Attendees at the Mental Health Research & Innovation Half Day had the opportunity to participate in a labyrinth walk in one of the event workshops.
Over 130 hospital-based clinical, administrative and research staff members, persons with lived experience of mental illness, family caregivers, peer and community supporters, and staff from local community mental health agencies attended the 18th Annual Mental Health Research & Innovation Half Day on November 1, 2017. The event provided an opportunity to learn more about mental health research at Parkwood Institute and the Southwest Centre for Forensic Mental Health Care (Southwest Centre), part of the St. Joseph’s Health Care London (St. Joseph’s) family.
“This year’s Mental Health Research and Innovation Half Day was one of the best attended in our history of hosting the event. We had a very diverse and engaged audience with great energy and a lot of enthusiasm,” says Dr. Arlene MacDougall, Director of Research and Innovation for mental health care at St. Joseph’s and Lawson Health Research Institute (Lawson).
Exciting recent projects were showcased though talks highlighting excellence in recovery and rehabilitation research, the theme of this year’s event; poster presentations; the 13th Annual Tony Cerenzia Research Lecture delivered by Dr. Sean Kidd; and interactive workshop sessions.
“We chose ‘recovery and rehabilitation’ as the theme for the event because it is so important in our clinical care and research programs to have this focus. We need to prioritize the development, implementation and evaluation of practices and interventions that foster recovery of the whole person experiencing mental illness, which includes their psychological, social and other needs that go beyond traditional notions of healthcare,” Dr. MacDougall adds.
13th Annual Tony Cerenzia Research Lecture
Guest speaker Dr. Kidd’s talk – “From clinical trials to the clinic: A story about making Cognitive Adaptation Training for schizophrenia more accessible” – focused on how to implement interventions proven in clinical trials. Dr. Kidd is a clinical psychologist, senior scientist and psychology division chief at the Centre for Addiction and Mental Health (CAMH) in Toronto. He is also an associate professor in the Department of Psychiatry at the University of Toronto.
Above: Dr. Sean Kidd’s lecture focused on implementing interventions proven in clinical trials.
Following Dr. Kidd’s lecture, attendees had the opportunity to participate in one of six workshops on a variety of topics related to recovery and rehabilitation focused mental health research:
“Implementing Interventions: A facilitated conversation attending to evidence, strategy, and recovery oriented care”
Led by Dr. Sean Kidd
Participants shared successful strategies for implementing novel approaches to care and discussed the challenges involved. They also looked at ways to leverage technology and education materials.
“Spirituality in Mental Health Care: Practically Supporting Recovery and Wellness”
Led by Stephen Yeo, Lawson allied scientist and chaplain, Southwest Centre; and Dr. Clark Heard and Jared Scott, Lawson associate scientists and occupational therapists, Southwest Centre
This workshop focused on the practical application of spirituality within the clinical setting, including the use of labyrinths, which contribute to recovery by promoting spiritual self-care, insight development and personal meaning-making reflection. Attendees had the opportunity to participate in a labyrinth walk and a related spiritual reflection. Read more about the labyrinths at Parkwood Institute and the Southwest Centre or watch the following video featuring highlights from the workshop:
“Indigenous Men’s Health and Wellbeing: Connection with Culture as a Rehabilitation and Recovery Tool”
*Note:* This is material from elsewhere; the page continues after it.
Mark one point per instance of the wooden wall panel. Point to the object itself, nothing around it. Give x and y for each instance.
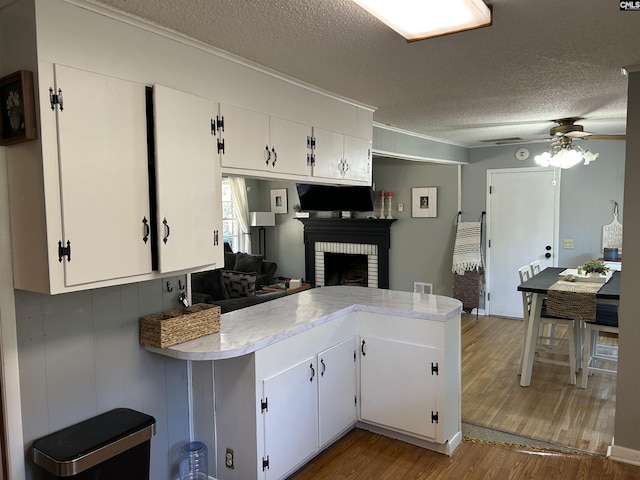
(79, 356)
Led by Bill Hill, social worker, Parkwood Institute and Dr. Vicki Smye, associate professor, director of nursing at Western University
Through the sharing of practitioner experience and Indigenous men’s voices, the workshop focused on understanding the powerful links between connection to culture and mental health and well-being (pictured below).
“Engaging Service Users and their Families in Research”
Led by Dr. Cheryl Forchuk, The Beryl and Richard Ivey Research Chair in Aging, Mental Health, Rehabilitation and Recovery, Lawson; and Deborrah Sherman, executive director, Ontario Peer Development Initiative
Participants in this workshop discussed the benefits of patient and family involvement in mental health research and identified strategies to support patient and family engagement (pictured below).
“Innovation in Mental Health Care: Moving Ideas to Impact”
Led by Kaitlin Saxton, research and innovation facilitator, Parkwood Institute; and Lisa Bitcola, centre manager of projects and operations, Ivey International Centre for Health Innovation
This workshop focused on how innovation relates to research and quality improvement initiatives within St. Joseph’s Mental Health Care facilities. Participants discussed innovative approaches that could be implemented within their own clinical practice, research and quality improvement initiatives (pictured below).
“My Professional Practice: Where’s the Research?”
Led by Amanda Thibeault, director, professional practice, St. Joseph’s
In this session, participants discussed how they can incorporate research into their clinical practice (pictured below).